The trial court should have carefully studied and assessed the evidence presented by respondent and taken into account the prevailing jurisprudence on the matter. It could then have easily concluded, as we conclude now, that it was useless to proceed further with the tedious process of hearing contravening proof. His evidence was obviously, grossly and clearly insufficient to support a declaration of nullity of marriage based on psychological incapacity. Withal, it was grave abuse of discretion for the RTC to deny the Demurrer and to violate or ignore this Courts rulings in point. Indeed, continuing the process of litigation would have been a total waste of time and money for the parties and an unwelcome imposition on the trial courts docket.

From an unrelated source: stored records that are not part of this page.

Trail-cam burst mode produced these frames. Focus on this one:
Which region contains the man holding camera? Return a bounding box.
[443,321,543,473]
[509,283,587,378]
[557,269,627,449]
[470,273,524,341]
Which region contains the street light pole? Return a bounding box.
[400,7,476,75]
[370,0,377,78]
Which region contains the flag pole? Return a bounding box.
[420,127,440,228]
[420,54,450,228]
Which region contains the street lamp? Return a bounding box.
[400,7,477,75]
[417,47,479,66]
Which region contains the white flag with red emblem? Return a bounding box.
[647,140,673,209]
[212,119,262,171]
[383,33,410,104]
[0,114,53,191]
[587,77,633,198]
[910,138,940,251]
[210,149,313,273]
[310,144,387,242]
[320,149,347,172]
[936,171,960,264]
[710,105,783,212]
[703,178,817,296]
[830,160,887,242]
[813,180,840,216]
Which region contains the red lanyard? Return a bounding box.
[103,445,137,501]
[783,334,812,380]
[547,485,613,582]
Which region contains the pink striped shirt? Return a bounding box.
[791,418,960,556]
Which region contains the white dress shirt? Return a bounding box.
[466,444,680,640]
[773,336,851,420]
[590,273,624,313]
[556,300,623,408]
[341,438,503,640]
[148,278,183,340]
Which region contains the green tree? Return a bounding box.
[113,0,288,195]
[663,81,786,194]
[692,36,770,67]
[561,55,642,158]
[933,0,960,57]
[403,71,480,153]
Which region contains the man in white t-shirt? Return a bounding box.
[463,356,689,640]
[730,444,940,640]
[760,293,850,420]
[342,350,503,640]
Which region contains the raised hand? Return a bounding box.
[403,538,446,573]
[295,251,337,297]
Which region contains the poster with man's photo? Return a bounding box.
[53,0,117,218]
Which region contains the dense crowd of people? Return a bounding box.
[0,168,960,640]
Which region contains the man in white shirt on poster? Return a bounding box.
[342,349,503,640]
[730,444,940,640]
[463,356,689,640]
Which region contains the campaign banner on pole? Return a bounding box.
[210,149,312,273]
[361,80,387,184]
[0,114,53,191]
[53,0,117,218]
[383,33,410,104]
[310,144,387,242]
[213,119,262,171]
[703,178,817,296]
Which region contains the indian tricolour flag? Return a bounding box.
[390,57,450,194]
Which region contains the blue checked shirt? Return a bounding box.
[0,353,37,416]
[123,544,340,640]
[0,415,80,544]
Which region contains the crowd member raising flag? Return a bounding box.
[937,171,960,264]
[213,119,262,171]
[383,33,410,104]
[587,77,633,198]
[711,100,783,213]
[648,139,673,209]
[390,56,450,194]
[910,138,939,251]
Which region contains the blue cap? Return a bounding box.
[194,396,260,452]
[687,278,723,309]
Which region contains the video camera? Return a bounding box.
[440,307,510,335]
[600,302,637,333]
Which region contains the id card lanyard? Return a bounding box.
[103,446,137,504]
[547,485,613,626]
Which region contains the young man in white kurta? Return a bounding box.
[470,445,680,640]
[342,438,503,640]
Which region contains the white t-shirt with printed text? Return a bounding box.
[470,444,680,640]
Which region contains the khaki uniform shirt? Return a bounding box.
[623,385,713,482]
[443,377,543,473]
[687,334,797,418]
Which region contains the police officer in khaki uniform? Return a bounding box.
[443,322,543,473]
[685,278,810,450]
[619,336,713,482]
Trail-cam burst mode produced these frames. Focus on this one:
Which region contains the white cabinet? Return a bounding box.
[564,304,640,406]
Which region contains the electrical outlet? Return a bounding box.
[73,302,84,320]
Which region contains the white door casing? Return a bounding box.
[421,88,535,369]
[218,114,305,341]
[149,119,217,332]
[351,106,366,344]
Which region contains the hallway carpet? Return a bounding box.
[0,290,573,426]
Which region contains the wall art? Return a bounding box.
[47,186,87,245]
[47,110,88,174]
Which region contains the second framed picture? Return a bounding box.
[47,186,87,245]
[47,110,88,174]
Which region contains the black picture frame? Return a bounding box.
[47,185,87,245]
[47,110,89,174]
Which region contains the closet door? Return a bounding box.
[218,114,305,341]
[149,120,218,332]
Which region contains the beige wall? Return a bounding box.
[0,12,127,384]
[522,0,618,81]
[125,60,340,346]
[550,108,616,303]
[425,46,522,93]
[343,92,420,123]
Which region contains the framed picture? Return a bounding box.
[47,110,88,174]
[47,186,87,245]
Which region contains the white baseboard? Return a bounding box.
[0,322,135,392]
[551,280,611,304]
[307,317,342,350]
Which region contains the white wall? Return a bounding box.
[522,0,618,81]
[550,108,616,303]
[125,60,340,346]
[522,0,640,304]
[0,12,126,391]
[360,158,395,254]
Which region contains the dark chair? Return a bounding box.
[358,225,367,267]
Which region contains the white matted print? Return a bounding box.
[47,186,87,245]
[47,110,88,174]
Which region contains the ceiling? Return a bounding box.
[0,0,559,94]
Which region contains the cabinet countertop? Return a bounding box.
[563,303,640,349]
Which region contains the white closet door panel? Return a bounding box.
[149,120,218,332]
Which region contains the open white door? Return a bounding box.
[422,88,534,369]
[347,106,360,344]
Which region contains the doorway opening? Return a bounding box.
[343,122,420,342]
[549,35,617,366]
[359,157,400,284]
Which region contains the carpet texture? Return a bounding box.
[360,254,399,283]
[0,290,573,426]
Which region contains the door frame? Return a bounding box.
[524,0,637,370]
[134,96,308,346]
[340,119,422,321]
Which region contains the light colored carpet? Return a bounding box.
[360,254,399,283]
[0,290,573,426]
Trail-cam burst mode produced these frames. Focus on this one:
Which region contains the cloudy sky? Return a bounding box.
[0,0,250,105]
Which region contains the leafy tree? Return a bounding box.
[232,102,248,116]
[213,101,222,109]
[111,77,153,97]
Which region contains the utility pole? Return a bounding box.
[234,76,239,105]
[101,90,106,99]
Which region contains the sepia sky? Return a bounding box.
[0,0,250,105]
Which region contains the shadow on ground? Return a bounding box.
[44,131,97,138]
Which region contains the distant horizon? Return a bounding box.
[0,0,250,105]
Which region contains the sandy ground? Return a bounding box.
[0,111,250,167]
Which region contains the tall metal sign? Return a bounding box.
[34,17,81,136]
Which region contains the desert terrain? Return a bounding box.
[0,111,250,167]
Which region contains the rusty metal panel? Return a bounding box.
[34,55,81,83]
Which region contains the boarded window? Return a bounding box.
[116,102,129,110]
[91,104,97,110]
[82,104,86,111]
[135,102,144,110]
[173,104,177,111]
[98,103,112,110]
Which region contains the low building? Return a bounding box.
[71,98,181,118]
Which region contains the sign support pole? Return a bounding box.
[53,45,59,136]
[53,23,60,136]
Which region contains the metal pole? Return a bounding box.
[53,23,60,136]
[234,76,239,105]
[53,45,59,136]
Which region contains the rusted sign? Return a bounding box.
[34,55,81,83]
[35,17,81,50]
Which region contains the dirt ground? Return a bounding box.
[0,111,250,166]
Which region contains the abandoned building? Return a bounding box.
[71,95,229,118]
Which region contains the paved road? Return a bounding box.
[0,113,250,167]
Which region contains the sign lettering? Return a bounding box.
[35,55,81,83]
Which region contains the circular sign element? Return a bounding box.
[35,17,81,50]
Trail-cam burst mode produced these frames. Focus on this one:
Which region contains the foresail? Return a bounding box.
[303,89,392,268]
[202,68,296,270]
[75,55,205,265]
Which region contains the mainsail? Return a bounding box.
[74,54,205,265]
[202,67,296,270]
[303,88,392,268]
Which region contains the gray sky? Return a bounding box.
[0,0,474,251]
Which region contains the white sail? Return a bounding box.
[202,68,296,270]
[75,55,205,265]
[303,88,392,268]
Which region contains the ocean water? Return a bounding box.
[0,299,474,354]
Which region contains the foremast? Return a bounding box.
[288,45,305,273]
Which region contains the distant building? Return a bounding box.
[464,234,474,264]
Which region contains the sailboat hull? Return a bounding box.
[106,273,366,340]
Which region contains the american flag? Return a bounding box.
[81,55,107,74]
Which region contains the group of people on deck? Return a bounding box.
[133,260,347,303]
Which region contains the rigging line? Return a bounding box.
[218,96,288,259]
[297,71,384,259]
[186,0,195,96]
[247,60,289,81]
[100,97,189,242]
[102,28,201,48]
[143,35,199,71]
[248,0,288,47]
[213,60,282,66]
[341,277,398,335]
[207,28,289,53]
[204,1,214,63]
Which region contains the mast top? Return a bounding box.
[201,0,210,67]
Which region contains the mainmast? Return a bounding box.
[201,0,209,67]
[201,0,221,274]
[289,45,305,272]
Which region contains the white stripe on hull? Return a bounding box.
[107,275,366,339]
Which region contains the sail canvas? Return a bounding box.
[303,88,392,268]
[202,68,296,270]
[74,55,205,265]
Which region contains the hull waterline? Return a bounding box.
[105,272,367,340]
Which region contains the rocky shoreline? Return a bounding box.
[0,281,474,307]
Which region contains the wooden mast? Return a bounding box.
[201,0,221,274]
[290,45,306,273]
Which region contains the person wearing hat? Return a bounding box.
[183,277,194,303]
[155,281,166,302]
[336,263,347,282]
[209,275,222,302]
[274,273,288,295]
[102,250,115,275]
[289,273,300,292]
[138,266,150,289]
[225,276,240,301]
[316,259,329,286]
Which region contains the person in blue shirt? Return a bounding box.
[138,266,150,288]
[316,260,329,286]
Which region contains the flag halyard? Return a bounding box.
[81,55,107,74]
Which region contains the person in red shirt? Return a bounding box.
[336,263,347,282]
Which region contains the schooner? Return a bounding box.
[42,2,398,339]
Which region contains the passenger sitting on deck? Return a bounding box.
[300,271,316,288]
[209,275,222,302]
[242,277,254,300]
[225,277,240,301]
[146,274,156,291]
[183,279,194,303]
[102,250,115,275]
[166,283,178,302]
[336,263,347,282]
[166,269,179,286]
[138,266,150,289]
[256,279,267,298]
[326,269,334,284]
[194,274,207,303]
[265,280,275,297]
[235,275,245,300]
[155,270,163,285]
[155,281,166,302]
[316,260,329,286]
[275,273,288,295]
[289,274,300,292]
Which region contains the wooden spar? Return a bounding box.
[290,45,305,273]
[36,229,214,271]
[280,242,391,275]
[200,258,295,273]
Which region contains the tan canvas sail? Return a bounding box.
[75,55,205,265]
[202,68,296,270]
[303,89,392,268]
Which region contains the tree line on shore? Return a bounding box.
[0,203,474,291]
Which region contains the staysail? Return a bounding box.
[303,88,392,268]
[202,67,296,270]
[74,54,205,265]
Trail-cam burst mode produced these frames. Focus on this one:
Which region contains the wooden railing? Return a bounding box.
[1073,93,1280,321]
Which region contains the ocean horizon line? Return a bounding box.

We have already ruled that grave abuse of discretion may arise when a lower court or tribunal violates or contravenes the Constitution, the law or existing jurisprudence.53 Any decision, order or resolution of a lower court tantamount to overruling a judicial pronouncement of the highest Court is unmistakably a very grave abuse of discretion.54
There is no reason to believe that an appeal would prove to be a plain, speedy or adequate remedy in the case at bar. An appeal would not promptly relieve petitioner from the injurious effects of the patently mistaken Orders maintaining the baseless action of respondent. It would only compel her to go needlessly through a protracted trial, which would further clog the court dockets with another futile case.55
WHEREFORE, the Petition is hereby GRANTED and the assailed CA Decision REVERSED and SET ASIDE. Respondents Demurrer to Evidence is GRANTED, and the case for declaration of nullity of marriage based on the alleged psychological incapacity of petitioner is DISMISSED. No pronouncement as to costs.
Sandoval-Gutierrez, Corona, and Carpio-Morales, JJ., concur.